RDC ist der IXS Rookies Downhill Cup - wollte dieses Jahr schon mitfahren, aber immer kam etwas dazwischen zwecks Arbeit, Studium, Familie etc.
MDC ist der Mitteldeutsche 4x Cup - leider habe ich es nur zu einem Rennen geschafft dieses Jahr  aber 2013 nehme ich alle 5 Termine wahr


----------



## Pfadfinderin (4. September 2012)

Wow, dann bist du ja rennmäßig ganz schön ausgelastet. Dann sei mal lieb zu deinem Schutzengel


----------



## Schnitte (4. September 2012)

Pfadfinderin schrieb:


> Wow, dann bist du ja rennmäßig ganz schön ausgelastet. Dann sei mal lieb zu deinem Schutzengel


 
8-10 Rennen stehen auf der Agenda. Wobei der MDC super entspannt ist. Samstagsmittaganreise und Sonntagnachmittag nach Hause  da geht nicht ganz soviel Zeit drauf wie beim GDC
und solange ich noch studiere muss ich die Zeit nutzen 

dem Schutzengel versuche ich zu bestechen wo es nur geht


----------



## murmel04 (4. September 2012)

Schnitte und Pfadfinderin, dann wünsche ich euch erstmal das alle gesundheitlichen Probleme bald erledigt sind.
Und eure Wünsche und Ziele in Erfüllung gehen!!

Meine Wünsche und Ziele sind dagegen echt klein

Als erstes möchte ich endlich mal eine gute Kondition haben, vielleicht schaffe ich es ja mal im Winter was aufzubauen und nicht abzubauen, ok im Moment gibt es eh nix abzubauen ist nix da

Meine Technik verbessern und den Angsthasi noch weiter in den Griff bekommen.

Endlich Leute finden mit denen ich biken kann, alleine nervt langsam echt. Und wenn ich dann mal in einer Gruppe unterwegs bin, langt es halt einfach nicht, weder Bergauf noch Bergab. Marke - BREMSKLOTZ

Also kurz gesagt Leute mit denen ich meine Kondi und Technik aufbauen kann.

Na mal schaun was sich tut. Gebe die Hoffnung jedenfalls noch nicht auf. 

UND UNS ALLEN WÜNSCHE ICH EIN UNFALLFREIES 2013!!

LG


----------



## illi3384 (4. September 2012)

Tolles Thema 

Meine Ziele gehen ganz die die Richtung Genuss

Im Grunde habe ich dieses Jahr schon mehr erreicht als ich zu Beginn zu träumen gewagt habe.
Mein 2. 24h Rennen mit mehr Runden als letztes Jahr, slbst die langsamste Runde schneller als die schnellste letzte Jahr...
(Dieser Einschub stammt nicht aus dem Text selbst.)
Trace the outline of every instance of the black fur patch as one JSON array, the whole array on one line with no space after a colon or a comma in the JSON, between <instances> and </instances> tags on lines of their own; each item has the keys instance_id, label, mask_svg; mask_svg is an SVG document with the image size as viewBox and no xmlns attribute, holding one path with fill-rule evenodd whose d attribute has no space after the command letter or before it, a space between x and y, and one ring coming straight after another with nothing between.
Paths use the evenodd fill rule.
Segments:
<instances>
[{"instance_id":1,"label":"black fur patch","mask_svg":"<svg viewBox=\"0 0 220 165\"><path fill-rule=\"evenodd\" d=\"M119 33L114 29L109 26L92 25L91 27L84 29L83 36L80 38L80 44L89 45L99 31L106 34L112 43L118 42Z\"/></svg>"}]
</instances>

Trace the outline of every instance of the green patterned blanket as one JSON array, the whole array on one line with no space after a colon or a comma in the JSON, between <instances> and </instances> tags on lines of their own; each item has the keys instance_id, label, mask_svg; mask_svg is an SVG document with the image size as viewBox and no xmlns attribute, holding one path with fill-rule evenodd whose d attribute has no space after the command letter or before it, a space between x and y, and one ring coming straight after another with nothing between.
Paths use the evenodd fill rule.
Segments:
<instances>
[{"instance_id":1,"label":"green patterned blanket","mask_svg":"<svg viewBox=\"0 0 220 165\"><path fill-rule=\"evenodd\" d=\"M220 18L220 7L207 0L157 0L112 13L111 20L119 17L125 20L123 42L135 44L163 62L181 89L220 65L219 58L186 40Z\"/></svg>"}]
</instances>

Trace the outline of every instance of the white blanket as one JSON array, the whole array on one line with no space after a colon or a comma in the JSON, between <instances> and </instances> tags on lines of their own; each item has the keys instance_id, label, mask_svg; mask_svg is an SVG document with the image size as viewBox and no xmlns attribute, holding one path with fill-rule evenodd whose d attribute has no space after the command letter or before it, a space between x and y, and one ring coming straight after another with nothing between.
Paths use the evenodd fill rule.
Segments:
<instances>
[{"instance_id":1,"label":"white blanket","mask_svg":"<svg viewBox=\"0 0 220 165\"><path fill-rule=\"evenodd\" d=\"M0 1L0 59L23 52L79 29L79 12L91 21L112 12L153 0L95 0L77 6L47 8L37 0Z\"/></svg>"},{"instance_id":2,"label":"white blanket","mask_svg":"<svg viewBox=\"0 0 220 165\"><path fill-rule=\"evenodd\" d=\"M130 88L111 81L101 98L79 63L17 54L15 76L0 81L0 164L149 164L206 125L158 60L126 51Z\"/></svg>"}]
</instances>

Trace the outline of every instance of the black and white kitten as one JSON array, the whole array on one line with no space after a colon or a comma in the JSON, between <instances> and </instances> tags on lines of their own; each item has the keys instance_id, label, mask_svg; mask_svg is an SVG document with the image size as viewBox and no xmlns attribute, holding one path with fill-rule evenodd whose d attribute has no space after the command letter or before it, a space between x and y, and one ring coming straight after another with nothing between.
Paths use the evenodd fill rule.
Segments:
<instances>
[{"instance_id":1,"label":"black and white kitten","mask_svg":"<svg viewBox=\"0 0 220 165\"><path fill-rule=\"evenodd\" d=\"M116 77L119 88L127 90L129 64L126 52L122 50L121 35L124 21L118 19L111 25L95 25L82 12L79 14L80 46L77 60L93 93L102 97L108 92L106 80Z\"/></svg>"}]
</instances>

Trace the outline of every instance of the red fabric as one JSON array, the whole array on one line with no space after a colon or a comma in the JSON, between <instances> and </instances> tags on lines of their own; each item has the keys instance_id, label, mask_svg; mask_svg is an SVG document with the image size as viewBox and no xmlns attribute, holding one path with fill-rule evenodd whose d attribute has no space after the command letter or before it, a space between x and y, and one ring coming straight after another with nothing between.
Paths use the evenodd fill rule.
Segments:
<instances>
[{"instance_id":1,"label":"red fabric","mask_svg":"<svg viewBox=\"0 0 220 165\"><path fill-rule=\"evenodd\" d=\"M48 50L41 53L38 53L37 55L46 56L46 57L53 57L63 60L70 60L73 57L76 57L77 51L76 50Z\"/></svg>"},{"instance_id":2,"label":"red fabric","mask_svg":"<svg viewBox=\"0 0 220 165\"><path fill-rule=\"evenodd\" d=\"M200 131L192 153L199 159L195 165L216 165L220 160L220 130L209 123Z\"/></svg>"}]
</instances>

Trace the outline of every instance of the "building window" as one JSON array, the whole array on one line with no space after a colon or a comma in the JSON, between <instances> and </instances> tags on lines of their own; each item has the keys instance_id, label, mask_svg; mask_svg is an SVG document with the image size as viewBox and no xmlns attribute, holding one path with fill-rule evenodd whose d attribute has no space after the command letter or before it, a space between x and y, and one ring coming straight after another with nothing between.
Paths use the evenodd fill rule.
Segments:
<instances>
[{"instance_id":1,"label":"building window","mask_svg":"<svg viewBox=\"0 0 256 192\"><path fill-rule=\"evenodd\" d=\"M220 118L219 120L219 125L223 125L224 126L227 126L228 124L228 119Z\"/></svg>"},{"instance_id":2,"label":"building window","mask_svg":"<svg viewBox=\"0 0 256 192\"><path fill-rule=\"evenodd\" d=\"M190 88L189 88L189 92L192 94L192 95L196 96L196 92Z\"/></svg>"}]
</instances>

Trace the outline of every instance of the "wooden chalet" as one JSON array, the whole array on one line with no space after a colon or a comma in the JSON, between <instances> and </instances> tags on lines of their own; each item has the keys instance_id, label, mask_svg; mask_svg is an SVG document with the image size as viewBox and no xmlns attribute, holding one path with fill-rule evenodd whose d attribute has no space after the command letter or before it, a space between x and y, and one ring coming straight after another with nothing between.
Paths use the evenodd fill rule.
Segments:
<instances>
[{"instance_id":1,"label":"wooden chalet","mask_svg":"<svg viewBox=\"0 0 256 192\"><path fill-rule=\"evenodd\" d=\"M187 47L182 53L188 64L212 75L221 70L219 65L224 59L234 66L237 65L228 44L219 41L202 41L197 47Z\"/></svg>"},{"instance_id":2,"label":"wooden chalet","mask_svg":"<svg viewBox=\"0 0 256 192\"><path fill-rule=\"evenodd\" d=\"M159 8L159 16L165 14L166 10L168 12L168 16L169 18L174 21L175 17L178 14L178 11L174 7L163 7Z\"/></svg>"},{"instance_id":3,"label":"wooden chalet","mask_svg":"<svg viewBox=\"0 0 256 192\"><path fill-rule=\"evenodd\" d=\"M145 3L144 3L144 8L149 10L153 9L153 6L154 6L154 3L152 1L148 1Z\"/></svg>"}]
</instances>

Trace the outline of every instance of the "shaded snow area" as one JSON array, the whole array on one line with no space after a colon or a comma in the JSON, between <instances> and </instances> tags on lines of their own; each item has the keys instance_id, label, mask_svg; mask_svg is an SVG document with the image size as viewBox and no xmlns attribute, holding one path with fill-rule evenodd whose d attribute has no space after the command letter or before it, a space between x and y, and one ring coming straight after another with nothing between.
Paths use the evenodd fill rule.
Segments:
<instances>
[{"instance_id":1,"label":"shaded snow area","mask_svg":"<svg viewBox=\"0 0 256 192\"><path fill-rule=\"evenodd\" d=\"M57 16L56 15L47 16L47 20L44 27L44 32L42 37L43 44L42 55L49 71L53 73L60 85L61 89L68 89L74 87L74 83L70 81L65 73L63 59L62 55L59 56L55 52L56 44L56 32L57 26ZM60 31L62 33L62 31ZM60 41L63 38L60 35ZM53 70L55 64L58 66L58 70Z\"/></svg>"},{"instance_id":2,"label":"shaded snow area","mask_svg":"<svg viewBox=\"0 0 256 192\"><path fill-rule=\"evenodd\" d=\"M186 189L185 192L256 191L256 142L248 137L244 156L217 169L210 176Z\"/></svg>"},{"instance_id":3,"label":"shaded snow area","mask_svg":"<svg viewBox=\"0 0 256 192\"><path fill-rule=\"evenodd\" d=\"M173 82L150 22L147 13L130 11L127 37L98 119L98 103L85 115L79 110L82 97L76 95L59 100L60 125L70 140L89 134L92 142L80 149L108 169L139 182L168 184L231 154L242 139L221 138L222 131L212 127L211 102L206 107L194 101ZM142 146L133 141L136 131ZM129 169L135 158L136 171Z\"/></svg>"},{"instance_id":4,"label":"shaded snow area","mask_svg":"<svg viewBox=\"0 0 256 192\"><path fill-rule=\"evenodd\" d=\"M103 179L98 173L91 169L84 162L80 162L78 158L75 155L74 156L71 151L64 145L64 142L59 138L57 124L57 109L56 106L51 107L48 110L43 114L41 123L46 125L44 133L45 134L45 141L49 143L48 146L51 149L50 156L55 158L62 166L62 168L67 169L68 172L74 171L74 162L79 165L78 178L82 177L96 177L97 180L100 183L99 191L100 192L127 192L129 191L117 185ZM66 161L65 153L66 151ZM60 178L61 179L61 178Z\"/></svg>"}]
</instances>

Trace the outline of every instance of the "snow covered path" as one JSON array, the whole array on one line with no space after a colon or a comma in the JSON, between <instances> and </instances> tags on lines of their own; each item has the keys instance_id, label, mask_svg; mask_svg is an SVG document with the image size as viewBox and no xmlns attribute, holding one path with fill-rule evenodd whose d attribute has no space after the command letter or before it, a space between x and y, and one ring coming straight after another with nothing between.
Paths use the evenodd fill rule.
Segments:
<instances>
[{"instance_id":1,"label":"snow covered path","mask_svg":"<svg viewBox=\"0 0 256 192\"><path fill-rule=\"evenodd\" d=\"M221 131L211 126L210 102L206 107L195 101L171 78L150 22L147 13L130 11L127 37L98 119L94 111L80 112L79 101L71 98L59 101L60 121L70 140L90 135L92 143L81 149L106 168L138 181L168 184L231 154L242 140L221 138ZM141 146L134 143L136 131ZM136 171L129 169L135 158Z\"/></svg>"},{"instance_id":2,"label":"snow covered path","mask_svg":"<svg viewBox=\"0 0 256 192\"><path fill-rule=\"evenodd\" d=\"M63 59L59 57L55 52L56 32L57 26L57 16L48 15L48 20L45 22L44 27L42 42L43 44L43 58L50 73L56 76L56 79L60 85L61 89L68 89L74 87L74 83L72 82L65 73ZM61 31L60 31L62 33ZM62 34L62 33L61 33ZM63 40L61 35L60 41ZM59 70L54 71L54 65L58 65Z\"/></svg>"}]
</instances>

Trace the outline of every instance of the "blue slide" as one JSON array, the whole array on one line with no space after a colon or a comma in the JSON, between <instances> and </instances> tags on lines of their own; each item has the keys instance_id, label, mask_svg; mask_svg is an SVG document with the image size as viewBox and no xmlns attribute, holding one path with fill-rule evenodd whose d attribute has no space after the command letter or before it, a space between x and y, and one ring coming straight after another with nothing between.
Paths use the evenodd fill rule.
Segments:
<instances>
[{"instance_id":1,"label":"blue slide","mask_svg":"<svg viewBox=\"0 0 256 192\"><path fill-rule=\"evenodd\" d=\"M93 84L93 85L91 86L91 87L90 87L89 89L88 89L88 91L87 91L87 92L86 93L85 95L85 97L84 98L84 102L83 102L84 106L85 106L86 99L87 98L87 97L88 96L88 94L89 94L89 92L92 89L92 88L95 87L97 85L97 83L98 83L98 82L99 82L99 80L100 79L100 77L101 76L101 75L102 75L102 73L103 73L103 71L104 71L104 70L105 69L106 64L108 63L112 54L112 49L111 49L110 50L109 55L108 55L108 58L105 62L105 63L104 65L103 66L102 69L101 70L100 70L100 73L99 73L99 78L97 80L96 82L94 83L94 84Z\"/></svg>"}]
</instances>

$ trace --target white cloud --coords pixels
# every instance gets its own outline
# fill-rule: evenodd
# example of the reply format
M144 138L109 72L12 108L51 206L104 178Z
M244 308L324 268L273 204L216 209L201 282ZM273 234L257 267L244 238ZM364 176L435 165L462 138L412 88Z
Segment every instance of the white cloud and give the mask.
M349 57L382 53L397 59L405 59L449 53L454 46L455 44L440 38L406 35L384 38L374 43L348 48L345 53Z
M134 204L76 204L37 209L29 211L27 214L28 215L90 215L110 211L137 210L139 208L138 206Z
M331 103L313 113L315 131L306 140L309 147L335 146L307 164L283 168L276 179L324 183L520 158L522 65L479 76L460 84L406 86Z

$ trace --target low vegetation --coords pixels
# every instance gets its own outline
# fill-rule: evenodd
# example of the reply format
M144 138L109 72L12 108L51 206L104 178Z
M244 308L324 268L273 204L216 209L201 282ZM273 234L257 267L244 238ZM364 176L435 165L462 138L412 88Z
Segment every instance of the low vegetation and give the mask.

Außerdem gute Grundkondition aufgebaut, Sicherheit bekommen (ok die ist weiterhin ausbaufähig) etc.

Daher mein Ziel für 2013
das Erreichte genießen! 

Freue mich auf ausgedehnte Touren auf denen ich nicht mehr ständig als letzte hinterherhechel und die ich einfach von vorne bis hinten genießen kann.

Ein Rennen solls in der kommenden Saison nicht mehr sein.
War schön, ein tolles Gefühl es geschafft zu haben, aber doch einfach nicht meine Welt.

Freue mich schon aauf weitere spannende Berichte was ihr so vor habt :-D


----------



## Sickgirl (4. September 2012)

Bis Dezember will ich mein Liteville fertig bekommen und dann nächstes Jahr wieder ein bißchen mehr ins Gelände.

Dazu will ich nächstes Jahr die Brevetserie in Osterdorf mitfahren und alle 4 in der Zeitvorgabe schaffen, so das ich mich für die große Acht durch Bayern qualifiziere als Test für Paris-Brest-Paris.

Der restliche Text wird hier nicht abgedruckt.